Desk-reserving for extensive periods of time is, by its very nature, indefensible. The main reason that most students reserve desks with their belongings is simply because it’s the culture that has developed in Trinity, particularly in the Ussher. Around exam time, when everyone else is reserving desks overnight and you’re not, you won’t get a seat: so you join the crowd. The main change that the student desk monitors will hopefully enact will be to Trinity’s library culture itself. With the threat of belongings being moved, students will begin to simply take their stuff when they are leaving for an extended period, thus rendering a steady turnover of seats becoming free. Rather than entering the empty Ussher to a sea of tables covered in scarves and books, seats will either be occupied by students, or free to take, which in any normal library is how it should be.
“…in truth, the library monitors should not even be necessary in the first place, as it is the lack of available seating offered by Trinity that causes students to reserve desks.”

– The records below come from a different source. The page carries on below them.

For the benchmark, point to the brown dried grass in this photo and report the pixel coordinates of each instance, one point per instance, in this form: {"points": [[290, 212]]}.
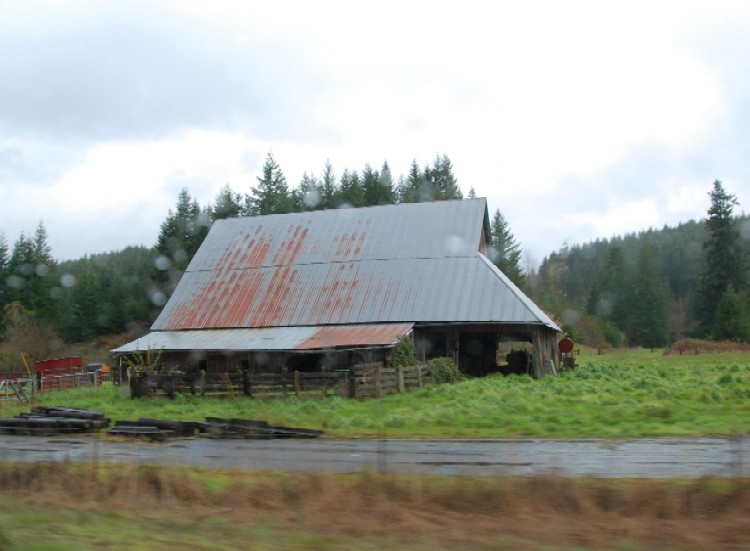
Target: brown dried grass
{"points": [[699, 346], [534, 512]]}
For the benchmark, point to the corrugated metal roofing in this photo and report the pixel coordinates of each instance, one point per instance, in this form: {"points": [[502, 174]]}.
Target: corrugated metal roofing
{"points": [[399, 263], [288, 339]]}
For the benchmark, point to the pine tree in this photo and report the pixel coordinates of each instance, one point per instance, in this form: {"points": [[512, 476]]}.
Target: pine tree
{"points": [[228, 204], [442, 180], [505, 251], [410, 190], [724, 258], [271, 195], [180, 236], [4, 294], [377, 187], [351, 191], [306, 197], [329, 193]]}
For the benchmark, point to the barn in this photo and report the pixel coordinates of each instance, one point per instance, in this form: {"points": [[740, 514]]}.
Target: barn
{"points": [[325, 290]]}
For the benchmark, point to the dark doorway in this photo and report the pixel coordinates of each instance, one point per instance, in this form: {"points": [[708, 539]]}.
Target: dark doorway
{"points": [[477, 354]]}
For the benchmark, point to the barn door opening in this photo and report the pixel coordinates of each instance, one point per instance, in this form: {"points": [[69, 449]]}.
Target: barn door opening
{"points": [[477, 353]]}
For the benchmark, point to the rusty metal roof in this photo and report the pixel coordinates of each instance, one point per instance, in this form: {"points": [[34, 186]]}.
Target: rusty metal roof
{"points": [[389, 264], [288, 339]]}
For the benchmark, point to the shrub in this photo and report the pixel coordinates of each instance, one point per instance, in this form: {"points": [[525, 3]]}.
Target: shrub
{"points": [[444, 370], [404, 354], [4, 541]]}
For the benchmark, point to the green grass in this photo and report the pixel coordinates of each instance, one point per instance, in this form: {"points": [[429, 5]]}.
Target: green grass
{"points": [[620, 394]]}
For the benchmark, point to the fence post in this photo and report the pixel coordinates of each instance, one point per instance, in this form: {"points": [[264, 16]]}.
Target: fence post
{"points": [[352, 382], [246, 383]]}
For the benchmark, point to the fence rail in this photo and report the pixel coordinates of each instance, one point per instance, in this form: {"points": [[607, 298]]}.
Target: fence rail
{"points": [[69, 380], [360, 381]]}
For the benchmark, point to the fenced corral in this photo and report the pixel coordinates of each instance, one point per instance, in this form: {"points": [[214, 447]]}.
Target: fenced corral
{"points": [[69, 380], [17, 389], [360, 381]]}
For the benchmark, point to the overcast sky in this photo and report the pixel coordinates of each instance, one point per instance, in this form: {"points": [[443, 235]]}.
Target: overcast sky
{"points": [[578, 120]]}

There is hope that the desk-hogging problem in the library will be largely resolved by the desk monitors. However, inadequate seating and overcrowding in the library itself remains an urgent issue. It is the lack of available seats in the 24-hour library and restrictive opening hours that contribute to the culture of desk-reserving that exists in the library at the moment. During peak study periods in the lead up to exams, enormous pressure is placed on library spaces, that manifests itself in large queues forming before doors open in the morning. The library should be a place of sanctuary and calm for students during exam periods but instead, it is rendered a competitive and sometimes hostile environment, as students vie for the few available desks.
Trinity may market the library desk monitors as their “solution” to the issue of seating in the library but in truth, the library monitors should not even be necessary in the first place, as it is the lack of available seating offered by Trinity that causes students to reserve desks. It is patently obvious that the three floors of the 24-hour Ussher do not provide enough seating at peak times to meet the demand of students. Restrictive weekend and holiday opening hours catalyse the problem. Only certain areas of the library are open at certain times and so, students are awkwardly funnelled into smaller spaces at various times, increasing demand for desks that are already in short supply.
The issues surrounding the library’s inadequate opening hours and restrictive rules on book lending have already had an article written about them in the previous academic year. While library monitors will help to discourage seat reservation, they will not solve the long term existing issues surrounding available spaces within Trinity’s libraries. If Trinity wants to market itself as a “home of excellence” with world class graduates, it ought to provide enough study spaces for its students to utilise for as many hours as possible. 80 million euro was spent on the new Business school this year, without any new library space opening within the school or anywhere on campus. But let’s keep pretending that “desk-hogging” is the real problem.